Developing cultural understand through students' own experiences

In this framework the aim is no longer to understand, for instance, a piece of verbal art in every grammatical and lexical detail, with its allusions and intertextuality that are more likely to be obvious to a certain kind of native speaker. Such an understanding would take so much time that we could hardly even scratch the surface of it on such a short course.

The aim is rather to develop a good understanding of just one short passage and then allow students to link this understanding to their own ‘script’ about the target language and culture, and to discover original ways in which they can make sense of the material in the context of their own languages-and-culture.

An alternative is to introduce a variety of passages and explore only a particular aspect of each passage (spoken or written); e.g. one is useful in conveying a point about ethnicity, for instance, the other one has relevant vocabulary to natural landscapes and the environment, yet another one illustrates how a certain grammar feature can be different across dialects but similar across languages, etc.

Using blended learning to support teaching

The use of Moodle and a blended learning approach also contributed to maximising students’ exposure to authentic material without taking up too much contact time (e.g. the homework was often to listen to recordings of songs and texts on YouTube, or a guided discovery of new material which could not have been explored in class, etc.).

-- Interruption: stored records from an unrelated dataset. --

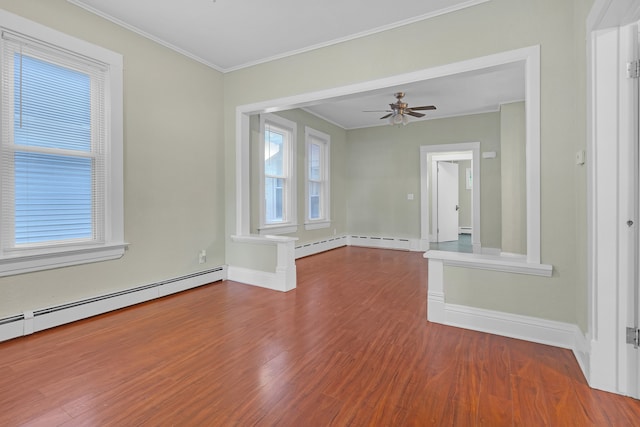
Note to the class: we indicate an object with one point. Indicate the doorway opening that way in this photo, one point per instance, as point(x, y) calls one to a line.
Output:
point(450, 185)
point(451, 202)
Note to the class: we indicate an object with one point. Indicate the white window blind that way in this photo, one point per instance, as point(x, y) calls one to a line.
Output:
point(52, 153)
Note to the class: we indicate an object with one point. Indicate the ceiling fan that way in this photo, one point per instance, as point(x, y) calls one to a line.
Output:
point(400, 110)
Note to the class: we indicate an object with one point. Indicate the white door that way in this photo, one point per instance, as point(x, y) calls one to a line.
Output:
point(447, 188)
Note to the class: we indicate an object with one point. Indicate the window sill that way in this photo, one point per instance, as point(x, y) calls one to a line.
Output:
point(63, 258)
point(506, 264)
point(278, 229)
point(316, 225)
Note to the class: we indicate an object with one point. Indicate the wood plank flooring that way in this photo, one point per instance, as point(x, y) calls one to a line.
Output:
point(349, 347)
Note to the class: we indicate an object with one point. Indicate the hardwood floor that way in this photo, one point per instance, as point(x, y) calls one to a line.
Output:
point(349, 347)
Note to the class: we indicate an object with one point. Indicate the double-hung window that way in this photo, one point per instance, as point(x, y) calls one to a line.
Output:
point(317, 176)
point(60, 149)
point(278, 186)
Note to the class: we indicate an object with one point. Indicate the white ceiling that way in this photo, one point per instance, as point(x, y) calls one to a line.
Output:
point(460, 94)
point(232, 34)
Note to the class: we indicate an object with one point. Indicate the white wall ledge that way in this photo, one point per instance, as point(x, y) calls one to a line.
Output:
point(266, 239)
point(506, 264)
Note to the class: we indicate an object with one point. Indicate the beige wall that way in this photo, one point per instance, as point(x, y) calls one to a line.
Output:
point(177, 169)
point(491, 27)
point(173, 167)
point(384, 166)
point(513, 174)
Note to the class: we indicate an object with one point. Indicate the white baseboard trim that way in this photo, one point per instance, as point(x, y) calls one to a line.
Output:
point(50, 317)
point(396, 243)
point(263, 279)
point(549, 332)
point(313, 248)
point(527, 328)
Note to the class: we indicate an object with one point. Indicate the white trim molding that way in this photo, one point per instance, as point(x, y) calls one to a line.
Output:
point(283, 279)
point(543, 331)
point(499, 262)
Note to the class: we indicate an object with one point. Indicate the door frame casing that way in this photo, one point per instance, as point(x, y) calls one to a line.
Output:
point(435, 158)
point(425, 215)
point(610, 131)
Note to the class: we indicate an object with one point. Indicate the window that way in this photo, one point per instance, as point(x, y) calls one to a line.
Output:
point(317, 175)
point(60, 149)
point(278, 189)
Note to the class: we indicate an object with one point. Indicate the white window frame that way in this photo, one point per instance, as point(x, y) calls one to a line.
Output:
point(112, 246)
point(312, 136)
point(290, 218)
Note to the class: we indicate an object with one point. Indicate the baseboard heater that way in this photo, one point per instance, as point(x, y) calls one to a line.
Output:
point(38, 320)
point(383, 242)
point(313, 248)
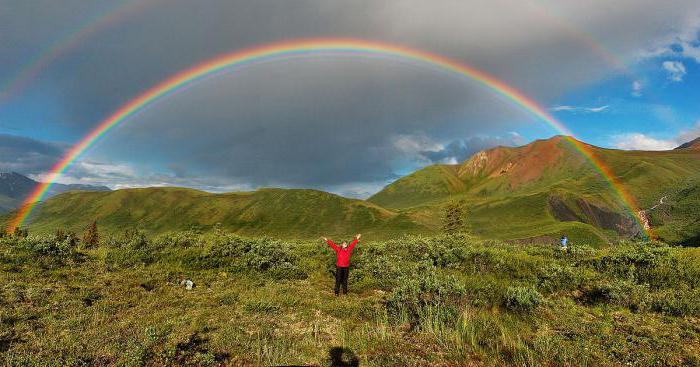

No doubt the course could have been further expanded in this direction (for instance, it would have been interesting to encourage students to write their own language learning diary or blog) but this would have collided with the students’ other obligations in the programme of the summer school.

Still, in their final presentation on the last day of the summer school students included audio or video recordings and podcasts that they created in the target language, they discussed key typological and regional features of the languages they studied, and they prepared a poster for exhibition on this topic. Many also introduced themselves in the target language.

What the students thought

Students have identified the language programme as one of the most successful and motivating aspects of the Danube Global Citizenship Summer School. Here are a few quotations from them, collected partly from the feedback forms, partly from their final presentations:

“The language and culture course was one of the most useful sessions; there was a good balance between learning a new language and hearing about the cultural and historical background of that language.”

“I greatly enjoyed the languages classes and the teaching. The Danube is a great region to study, which also challenged me to broaden my perspective.”

“I found language sessions the most useful. They gave a good opportunity to become familiar with the language and they were also culturally very relevant and interesting.”

“I originally signed up for this summer school because I knew I would have the opportunity to start learning a new language from a region whose linguistic landscape is very varied and interesting.”

 “The language teachers made us believe that we actually know the language we studied after as few as three or four lessons. In class we often used just the language but somehow we still learnt so much about the culture and the people and the structure of that language. In the closing presentation all the members of my group introduced themselves in the language we studied. It’s amazing!”

“Studying the language really made us feel we were in a different world!”

 

 

*See, for example Fenoulhet, J., Ros i Sole, C. (2010). Mobility and Localisation in Language Learning. (5). Oxford: Peter Lang Pub Inc. and Ros i Solé, C. ‘The Cosmopolitan Speaker: Locating Imagined Worlds’. Paper presentation at UCL SSEES on a CEELBAS workshop on 10 June 2013.